735 - ELIZABETH COTTEN, A ETERNA VOZ DE MENINA
Foi simplesmente
pura casualidade ou mero acaso, ou isso ou um golpe sorte, mas como nada
acontece por acaso fico devedor do Smithsonian,* devedor e grato, já que este
preservou as músicas da minha surpreendente descoberta de hoje, um filão, uma
velhinha com voz de menina e seu violão.
Gosto de
música folk americana antiga, de blues, da sua história e dos seus intérpretes
ou personagens, que por sua vez alimentaram a erudição ou inspiração d’outros
grandes como Bob Dylan Cash, Willie Nelson, Dolly Parton, Kris Kristofferson, Brenda Lee, Patsy Cline e tantos
outros e outras que me deliciaram, nos deliciaram. Foi numa dessas pesquisas
casuais e aleatórias que dei com ela, com essa menina, perdão essa senhora com
voz de menina mas de uma sensibilidade e inteligência raras, sobretudo naqueles
tempos em que a raros era dada alguma oportunidade.

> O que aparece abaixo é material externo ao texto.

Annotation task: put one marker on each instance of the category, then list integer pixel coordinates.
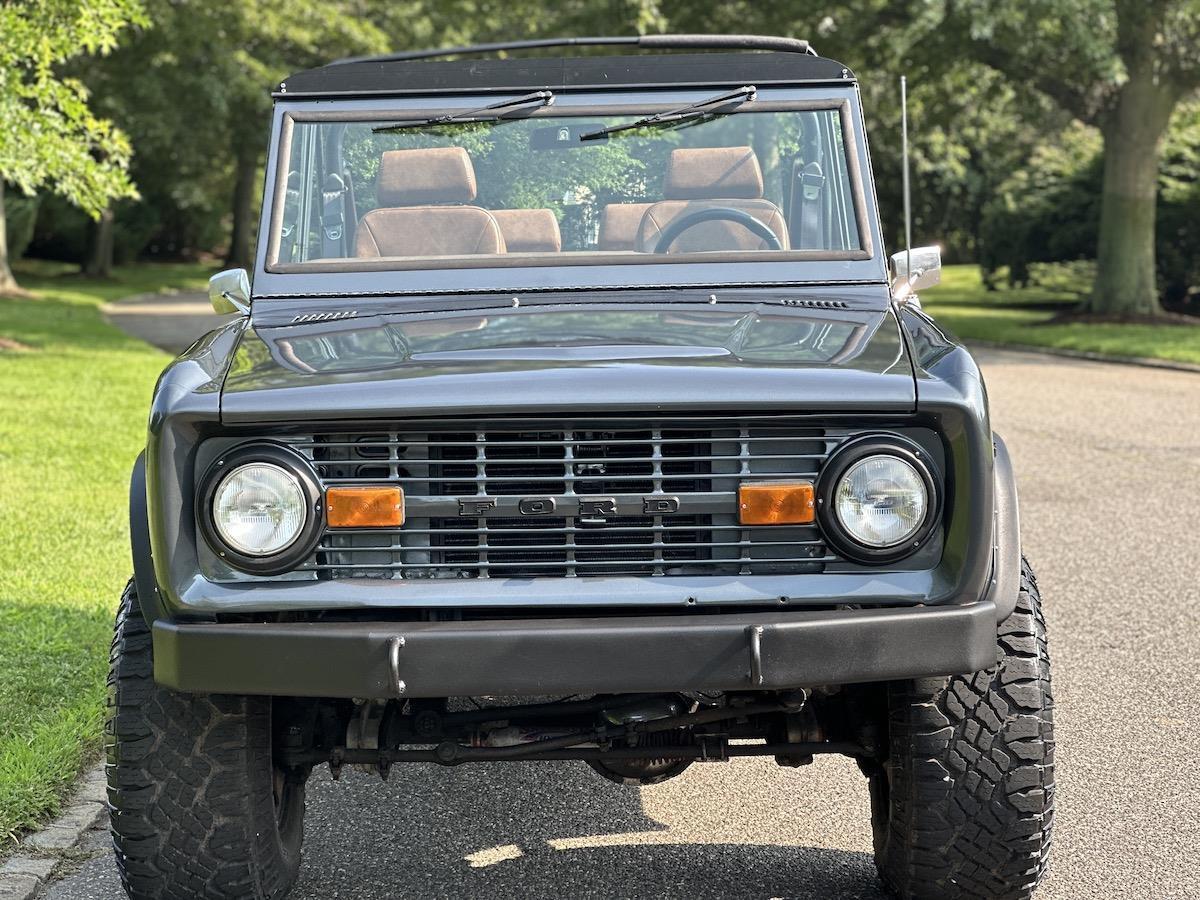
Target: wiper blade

Ouvi-a e depois de a ouvir
quis conhecê-la, porque foi um fenómeno em vários aspectos, porque nunca se
deixou arrastar por contrariedades, embora tenha vivido num tempo em que elas
eram o pão nosso de cada dia. E quanto
mais e melhor a conhecia mais a admirava e tanto a admirei que me vieram as
lágrimas aos olhos por aquela menina que aprendeu a vida sozinha sem nada lhe
ter pedido, nunca, mas a quem deu tudo sem que tal alguma vez lhe tivesse
sido exigido.
Por sorte
a primeira canção que ouvi foi a primeira que escreveu e musicou, aos 12 anos, Freight Train, trem de carga, comboio de
carga, o tipo de comboio em que nos EUA os negros do sul fugiam da escravidão para os estados
do norte, estados abolicionistas da escravatura, comboios que faziam parte rota
da celebérrima Underground Railroad, rota
de fuga usada pelos negros antes e depois da guerra da secessão (1850) e usada
até aos princípios do século XX. Esse famoso tema, o seu tema
de revelação "Freight Train", somente seria gravado em 1957, 50 anos
depois de o ter composto, tinha então como dissera, 12 anos.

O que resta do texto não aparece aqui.